The goal of the project is to develop relevant theory, algorithms and a prototype implementation of an Internet-scale, peer-to-peer storage system suitable for various applications, including distributed online social networks.

Nebulostore is founded by the Foundation for Polish Science with a Homing Plus grant (May 2011–April 2013).

lack of privacy in centralized systems

The proliferation of Internet access and the increased popularity of blogs and social networking websites is changing the way people work, communicate and live. However, all popular social websites are organizationally centralized, controlled by one stakeholder. The largest websites store information about interests, contacts and history of hundreds of millions of users. This huge amount of data creates a powerful incentive for the providers of such services (and hackers alike) to profile individual users. Profiling not only enables very precise advertising, but also a range of delinquent to criminal activities: from peeping to blackmail, scam, and identity theft. Currently, users are starting to be aware of the consequences of this privacy loss. However, nowadays the only alternative to the loss of privacy is only not to use social websites at all, and thus—to lose their many useful functions.

distributed online social networks

Perhaps the safest solution to the loss of privacy is not to store all the data in a repository controlled by a single entity; but instead, to distribute it among many independent entities (users or smaller-scale storage providers) and apply careful access control rules. The principle of Distributed Online Social Networks (DOSN), such as PeerSoN, is to deliver all the functions of an Online Social Network over a peer-to-peer (p2p) infrastructure that (1) distributes OSN functions among the users (which guarantees that no single entity stores too much data nor controls too much functionality); (2) protects the data by allowing each user to specify access control rules on a fine level.
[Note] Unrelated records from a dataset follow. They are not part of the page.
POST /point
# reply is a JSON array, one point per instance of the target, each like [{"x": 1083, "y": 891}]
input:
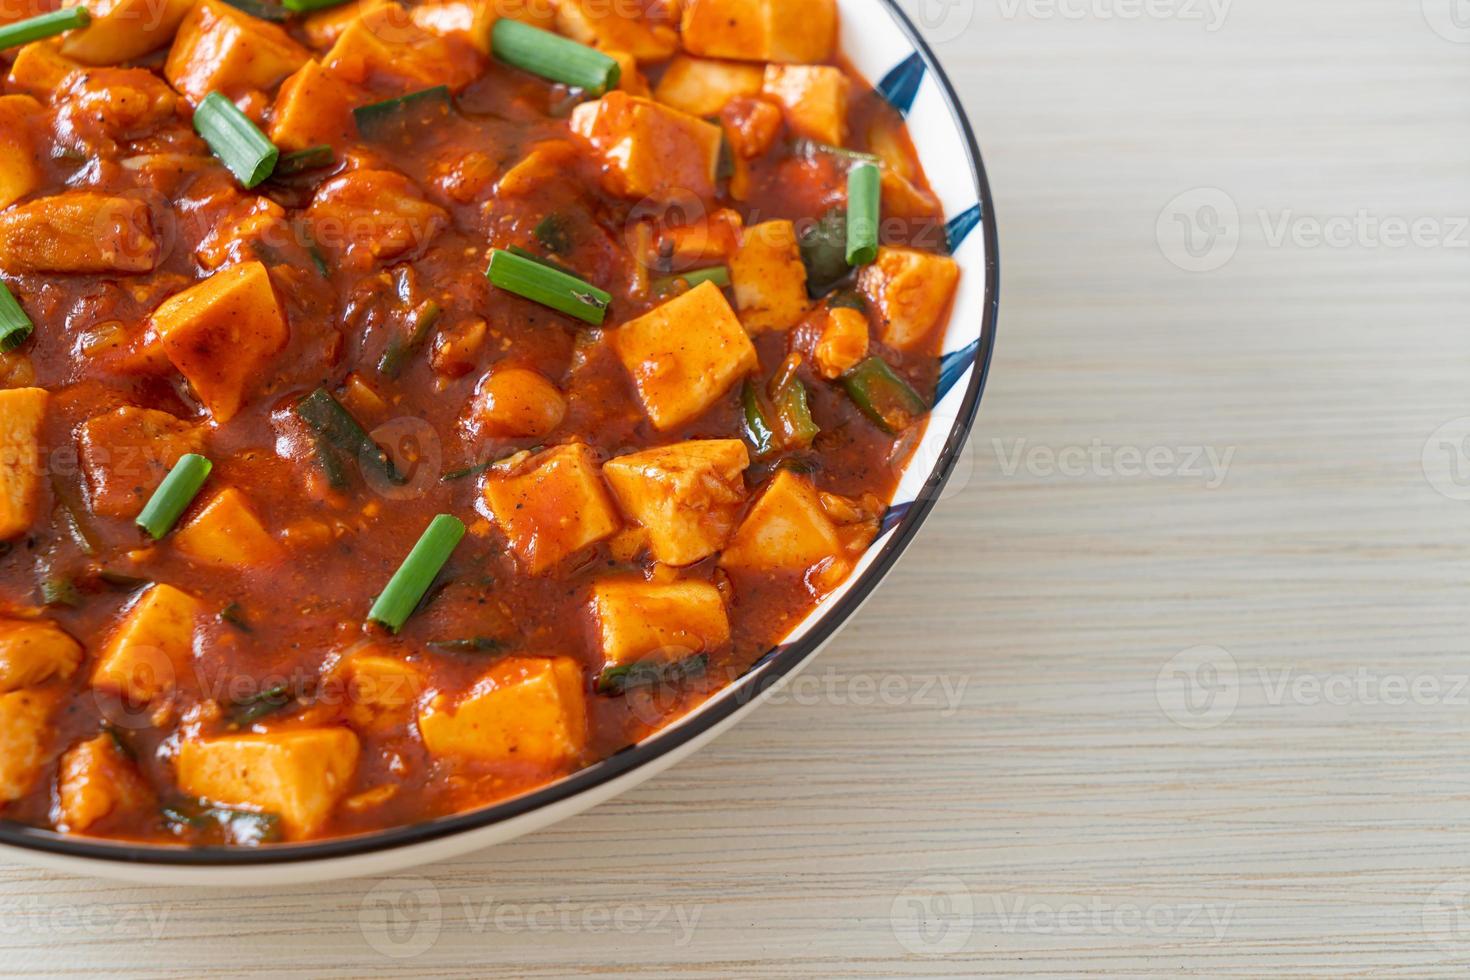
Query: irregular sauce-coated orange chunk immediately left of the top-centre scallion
[{"x": 387, "y": 52}]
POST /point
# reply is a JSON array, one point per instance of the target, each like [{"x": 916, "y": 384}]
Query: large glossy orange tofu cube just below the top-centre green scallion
[{"x": 649, "y": 149}]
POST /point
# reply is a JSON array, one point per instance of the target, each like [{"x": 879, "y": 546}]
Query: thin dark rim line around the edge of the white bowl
[{"x": 759, "y": 678}]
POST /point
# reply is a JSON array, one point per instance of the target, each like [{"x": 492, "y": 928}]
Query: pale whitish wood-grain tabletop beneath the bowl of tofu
[{"x": 1122, "y": 709}]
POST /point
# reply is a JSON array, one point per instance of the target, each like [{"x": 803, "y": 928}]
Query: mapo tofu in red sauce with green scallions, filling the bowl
[{"x": 406, "y": 406}]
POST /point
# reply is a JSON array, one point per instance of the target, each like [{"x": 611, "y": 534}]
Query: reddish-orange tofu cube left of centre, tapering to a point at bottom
[{"x": 221, "y": 334}]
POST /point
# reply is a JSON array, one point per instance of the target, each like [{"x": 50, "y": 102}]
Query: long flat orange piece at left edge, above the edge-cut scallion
[{"x": 79, "y": 231}]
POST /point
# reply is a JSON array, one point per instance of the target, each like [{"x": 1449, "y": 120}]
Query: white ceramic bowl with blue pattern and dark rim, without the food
[{"x": 881, "y": 45}]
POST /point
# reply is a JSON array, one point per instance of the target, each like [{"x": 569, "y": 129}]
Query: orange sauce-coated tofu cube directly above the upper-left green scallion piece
[{"x": 227, "y": 51}]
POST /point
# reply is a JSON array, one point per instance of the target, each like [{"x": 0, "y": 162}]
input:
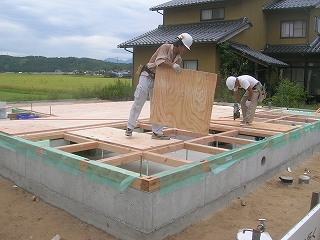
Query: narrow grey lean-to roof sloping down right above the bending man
[{"x": 255, "y": 56}]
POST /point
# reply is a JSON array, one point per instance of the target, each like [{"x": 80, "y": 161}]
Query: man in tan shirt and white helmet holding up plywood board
[{"x": 169, "y": 56}]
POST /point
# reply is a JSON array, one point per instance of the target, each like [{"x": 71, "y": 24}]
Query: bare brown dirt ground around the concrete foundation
[{"x": 25, "y": 216}]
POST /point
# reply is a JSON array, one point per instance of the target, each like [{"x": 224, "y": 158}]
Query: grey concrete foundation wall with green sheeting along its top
[{"x": 94, "y": 195}]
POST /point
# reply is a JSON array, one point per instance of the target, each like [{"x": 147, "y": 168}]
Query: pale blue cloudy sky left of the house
[{"x": 74, "y": 28}]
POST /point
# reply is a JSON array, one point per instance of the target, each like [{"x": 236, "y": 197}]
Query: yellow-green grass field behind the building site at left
[{"x": 28, "y": 87}]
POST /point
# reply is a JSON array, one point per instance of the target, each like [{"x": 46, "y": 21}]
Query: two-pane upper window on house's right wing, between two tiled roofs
[{"x": 293, "y": 29}]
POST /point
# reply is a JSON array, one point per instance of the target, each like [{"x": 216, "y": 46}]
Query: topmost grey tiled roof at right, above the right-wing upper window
[{"x": 291, "y": 4}]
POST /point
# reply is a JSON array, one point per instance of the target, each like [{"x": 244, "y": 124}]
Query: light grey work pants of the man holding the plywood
[{"x": 143, "y": 90}]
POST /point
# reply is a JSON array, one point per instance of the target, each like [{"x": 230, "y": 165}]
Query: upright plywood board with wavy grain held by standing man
[{"x": 183, "y": 100}]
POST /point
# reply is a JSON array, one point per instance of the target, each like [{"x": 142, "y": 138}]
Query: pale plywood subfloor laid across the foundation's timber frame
[{"x": 100, "y": 122}]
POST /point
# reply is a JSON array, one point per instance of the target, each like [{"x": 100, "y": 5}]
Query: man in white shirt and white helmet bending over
[{"x": 249, "y": 100}]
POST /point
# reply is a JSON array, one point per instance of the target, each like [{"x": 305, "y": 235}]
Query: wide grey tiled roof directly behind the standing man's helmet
[{"x": 204, "y": 32}]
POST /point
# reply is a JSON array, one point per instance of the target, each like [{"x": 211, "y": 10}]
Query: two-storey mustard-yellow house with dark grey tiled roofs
[{"x": 281, "y": 36}]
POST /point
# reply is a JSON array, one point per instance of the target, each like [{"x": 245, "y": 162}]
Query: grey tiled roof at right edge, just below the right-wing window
[{"x": 312, "y": 48}]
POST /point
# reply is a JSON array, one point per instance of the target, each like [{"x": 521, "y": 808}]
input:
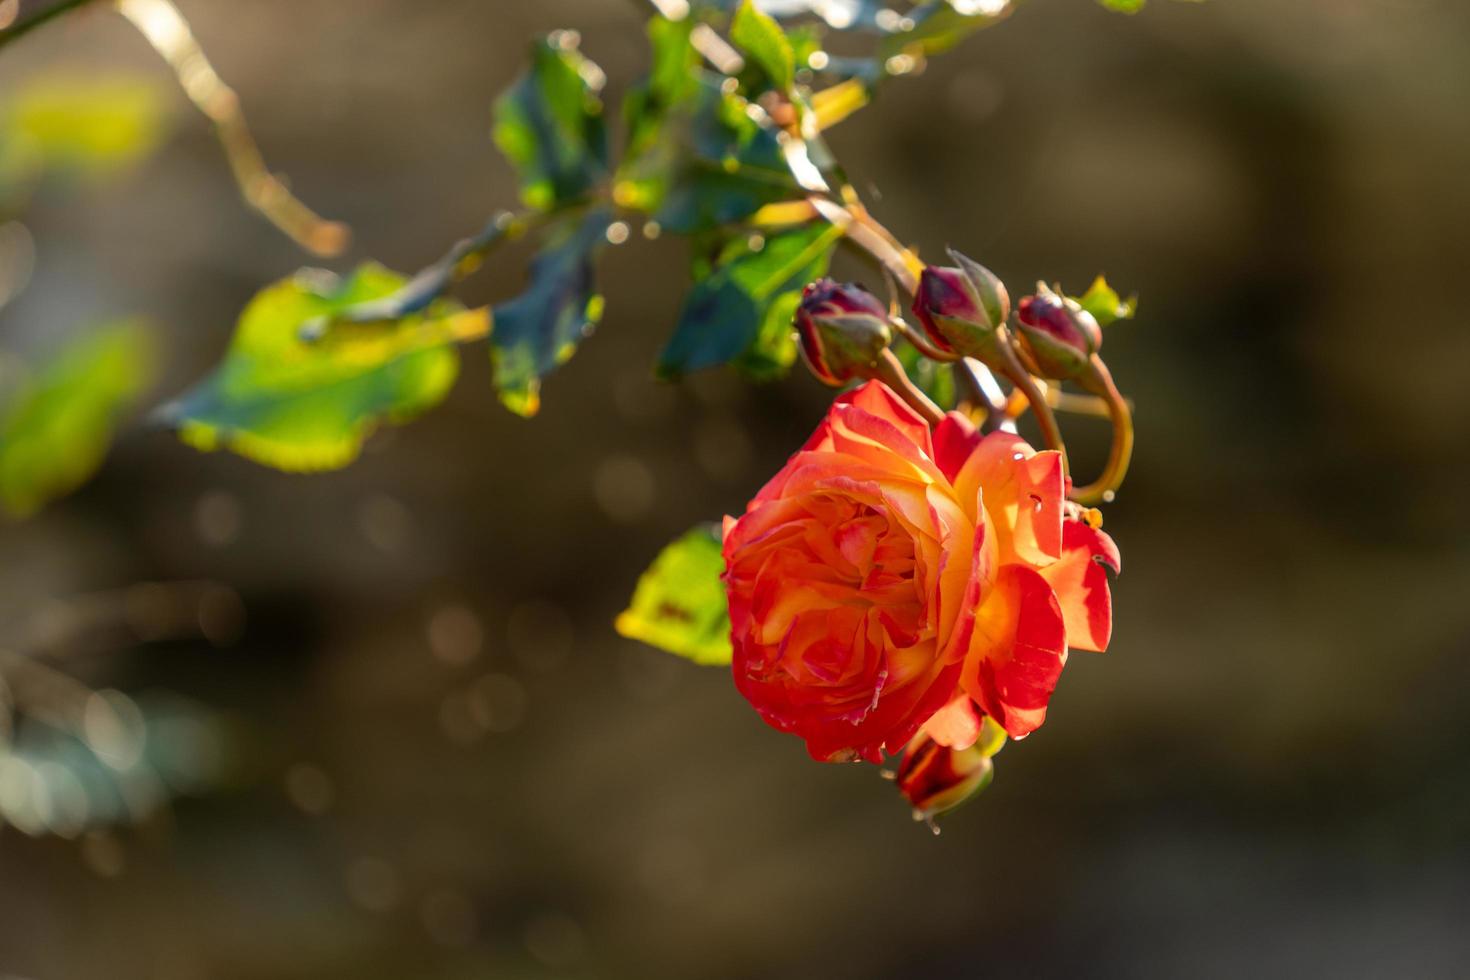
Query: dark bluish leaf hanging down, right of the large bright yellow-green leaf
[{"x": 540, "y": 330}]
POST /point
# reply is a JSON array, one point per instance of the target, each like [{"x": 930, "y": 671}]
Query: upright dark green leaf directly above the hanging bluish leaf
[{"x": 551, "y": 126}]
The key component of a DOSN is a distributed storage system, ensuring both privacy and high availability of the data, as the owner of the data is not always online.

a universal internet-scale storage

A universal storage system can also change the way other Internet-based applications work (such as online document editing, e.g., Google Docs). Currently, storage in these applications is tightly coupled with the core functionality, be it editing or sending messages. Such coupling makes it hard and cumbersome for users to change the application provider: even if there is a better application (or an application that provides some specific functions that are absent in solutions for the general public), it is difficult to use it because there is no effortless way to migrate the data—simply, the current provider does not have an incentive for simplifying the usage of competition's products. A standard storage mechanism liberates the data. In principle, data storage is independent of the functions or services that are offered on the data (of course, assuming that the access is efficient). Such a decoupling would make it easier for users to switch between applications, and thus create a powerful incentive for developers to create innovate Internet applications.

p2p vs the cloud

For all these applications, cloud computing does not offer sufficient level of control over the data. Commercial clouds, such as Amazon's S3, offer inexpensive, middle- to large-scale data storage that can be easily adapted to the client organization's needs. However, the scale effect makes Internet prone to monopolies (or oligopolies at the best); the market of cloud computing would probably follow the same trend as, e.g., content delivery networks (dominated by Akamai) or Internet advertising (dominated by Google ad-words). With cloud storage, although the data are "liberated" from the application providers, the data are "imprisoned" again in the data center of the data provider.